17. The principles relating to subrogation can therefore be summarized thus:

(i) Equitable right of subrogation arises when the insurer settles the claim of the assured, for
the entire loss. When there is an equitable subrogation in favour of the insurer, the insurer is
allowed to stand in the shoes of the assured and enforce the rights of the assured against the
wrongdoer.

(ii) Subrogation does not terminate nor puts an end to the right of the assured to sue the
wrong-doer and recover the damages for the loss. Subrogation only entitles the insurer to
receive back the amount paid to the assured, in terms of the principles of subrogation.
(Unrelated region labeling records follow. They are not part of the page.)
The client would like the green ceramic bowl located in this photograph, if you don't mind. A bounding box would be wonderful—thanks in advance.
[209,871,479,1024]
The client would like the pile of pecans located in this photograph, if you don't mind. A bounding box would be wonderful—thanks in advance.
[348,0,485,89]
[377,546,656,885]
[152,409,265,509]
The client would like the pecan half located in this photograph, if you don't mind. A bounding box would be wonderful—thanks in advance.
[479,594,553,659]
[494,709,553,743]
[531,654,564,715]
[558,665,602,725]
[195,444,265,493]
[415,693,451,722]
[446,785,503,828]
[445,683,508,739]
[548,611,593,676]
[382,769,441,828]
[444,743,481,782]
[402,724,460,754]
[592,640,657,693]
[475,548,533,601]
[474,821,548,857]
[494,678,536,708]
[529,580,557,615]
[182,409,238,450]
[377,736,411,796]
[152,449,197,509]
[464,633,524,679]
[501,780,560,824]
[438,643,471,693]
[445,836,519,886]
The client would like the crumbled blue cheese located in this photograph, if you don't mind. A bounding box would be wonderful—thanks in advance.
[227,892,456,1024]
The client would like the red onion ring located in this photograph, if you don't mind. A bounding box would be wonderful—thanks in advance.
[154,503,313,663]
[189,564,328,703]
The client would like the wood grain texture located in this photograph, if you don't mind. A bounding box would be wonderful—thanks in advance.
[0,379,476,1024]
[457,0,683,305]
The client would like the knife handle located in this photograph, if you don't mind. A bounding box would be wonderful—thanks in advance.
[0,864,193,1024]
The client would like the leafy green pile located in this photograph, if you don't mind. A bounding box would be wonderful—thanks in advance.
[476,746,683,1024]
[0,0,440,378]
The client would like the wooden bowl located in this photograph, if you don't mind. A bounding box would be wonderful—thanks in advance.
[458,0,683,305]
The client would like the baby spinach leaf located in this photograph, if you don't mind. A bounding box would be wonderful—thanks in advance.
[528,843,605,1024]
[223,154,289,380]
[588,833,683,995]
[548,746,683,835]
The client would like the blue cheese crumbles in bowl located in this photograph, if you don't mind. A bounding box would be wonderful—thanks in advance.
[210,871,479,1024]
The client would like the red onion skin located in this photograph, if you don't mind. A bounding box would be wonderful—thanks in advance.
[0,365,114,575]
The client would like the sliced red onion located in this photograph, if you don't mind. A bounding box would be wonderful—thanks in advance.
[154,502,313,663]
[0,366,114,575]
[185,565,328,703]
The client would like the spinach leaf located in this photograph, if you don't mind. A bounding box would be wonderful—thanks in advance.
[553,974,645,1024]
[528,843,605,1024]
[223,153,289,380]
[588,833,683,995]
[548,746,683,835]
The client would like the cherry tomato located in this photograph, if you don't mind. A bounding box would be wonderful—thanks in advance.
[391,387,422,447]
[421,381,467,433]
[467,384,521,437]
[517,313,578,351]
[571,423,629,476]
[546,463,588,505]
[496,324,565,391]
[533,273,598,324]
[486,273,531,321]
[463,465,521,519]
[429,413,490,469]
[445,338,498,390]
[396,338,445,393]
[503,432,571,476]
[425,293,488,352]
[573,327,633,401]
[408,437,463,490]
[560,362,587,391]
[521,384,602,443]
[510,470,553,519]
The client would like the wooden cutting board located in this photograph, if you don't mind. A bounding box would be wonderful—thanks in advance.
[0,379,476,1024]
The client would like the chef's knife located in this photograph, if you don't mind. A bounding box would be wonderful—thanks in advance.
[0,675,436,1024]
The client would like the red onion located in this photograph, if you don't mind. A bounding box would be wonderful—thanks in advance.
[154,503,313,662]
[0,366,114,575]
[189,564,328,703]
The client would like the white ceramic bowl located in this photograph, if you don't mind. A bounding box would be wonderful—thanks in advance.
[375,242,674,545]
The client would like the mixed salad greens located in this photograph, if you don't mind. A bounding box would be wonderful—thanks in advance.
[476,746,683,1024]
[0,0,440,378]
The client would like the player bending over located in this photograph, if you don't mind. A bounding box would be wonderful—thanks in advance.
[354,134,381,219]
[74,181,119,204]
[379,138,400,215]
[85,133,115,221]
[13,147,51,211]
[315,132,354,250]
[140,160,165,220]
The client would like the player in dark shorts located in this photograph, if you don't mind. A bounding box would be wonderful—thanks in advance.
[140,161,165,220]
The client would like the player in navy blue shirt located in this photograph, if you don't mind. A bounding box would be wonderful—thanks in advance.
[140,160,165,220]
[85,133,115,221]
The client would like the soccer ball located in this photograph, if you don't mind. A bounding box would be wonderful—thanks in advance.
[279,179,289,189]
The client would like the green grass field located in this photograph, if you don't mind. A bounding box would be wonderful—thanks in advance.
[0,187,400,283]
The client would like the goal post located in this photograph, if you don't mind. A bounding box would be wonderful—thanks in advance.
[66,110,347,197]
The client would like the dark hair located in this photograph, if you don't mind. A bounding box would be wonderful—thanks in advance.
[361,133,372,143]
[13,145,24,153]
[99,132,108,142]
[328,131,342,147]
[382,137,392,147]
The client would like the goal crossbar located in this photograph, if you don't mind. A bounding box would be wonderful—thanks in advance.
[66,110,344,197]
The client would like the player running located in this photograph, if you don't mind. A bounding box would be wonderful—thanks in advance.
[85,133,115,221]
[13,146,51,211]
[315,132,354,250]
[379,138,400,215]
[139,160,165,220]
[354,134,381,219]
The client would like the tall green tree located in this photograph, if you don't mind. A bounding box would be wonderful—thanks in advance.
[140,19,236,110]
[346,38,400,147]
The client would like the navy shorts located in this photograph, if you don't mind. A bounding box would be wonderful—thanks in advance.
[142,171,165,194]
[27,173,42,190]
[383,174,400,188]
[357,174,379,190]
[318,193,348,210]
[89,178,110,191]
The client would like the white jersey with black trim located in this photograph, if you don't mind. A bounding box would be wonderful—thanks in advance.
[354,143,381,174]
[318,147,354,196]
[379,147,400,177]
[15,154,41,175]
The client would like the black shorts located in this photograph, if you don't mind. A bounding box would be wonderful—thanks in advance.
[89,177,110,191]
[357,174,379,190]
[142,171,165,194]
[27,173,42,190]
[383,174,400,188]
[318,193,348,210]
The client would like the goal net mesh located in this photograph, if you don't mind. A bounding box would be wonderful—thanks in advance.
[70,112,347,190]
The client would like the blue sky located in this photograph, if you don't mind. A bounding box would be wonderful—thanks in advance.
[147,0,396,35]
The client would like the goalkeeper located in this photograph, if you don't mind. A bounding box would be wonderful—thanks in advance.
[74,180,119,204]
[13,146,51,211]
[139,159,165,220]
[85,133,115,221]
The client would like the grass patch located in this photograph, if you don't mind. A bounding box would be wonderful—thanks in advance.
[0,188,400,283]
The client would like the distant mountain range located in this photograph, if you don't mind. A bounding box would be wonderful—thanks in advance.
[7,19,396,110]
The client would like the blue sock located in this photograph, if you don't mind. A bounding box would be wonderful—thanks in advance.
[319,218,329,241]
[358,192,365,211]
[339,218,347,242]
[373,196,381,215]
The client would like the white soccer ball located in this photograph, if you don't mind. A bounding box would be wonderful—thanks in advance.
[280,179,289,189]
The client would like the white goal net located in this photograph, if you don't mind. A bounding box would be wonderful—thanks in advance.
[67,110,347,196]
(iii) Where the assured executes a Letter of Subrogation, reducing the terms of subrogation,
the rights of the insurer vis--vis the assured will be governed by the terms of the Letter of
Subrogation.

(iv) A subrogation enables the insurer to exercise the rights of the assured against third
parties in the name of the assured. Consequently, any plaint, complaint or petition for
recovery of compensation can be filed in the name of the assured, or by the assured
represented by the insurer as subrogee-cum-attorney, or by the assured and the insurer as
co-plaintiffs or co-complainants.

(v) Where the assured executed a subrogation-cum-assignment in favour of the insurer (as
contrasted from a subrogation), the assured is left with no right or interest. Consequently, the
assured will no longer be entitled to sue the wrongdoer on its own account and for its own
benefit. But as the instrument is a subrogation-cum-assignment, and not a mere assignment,
the insurer has the choice of suing in its own name, or in the name of the assured, if the
instrument so provides. The insured becomes entitled to the entire amount recovered from the
wrongdoer, that is, not only the amount that the insured had paid to the assured, but also any
amount received in excess of what was paid by it to the assured, if the instrument so provides.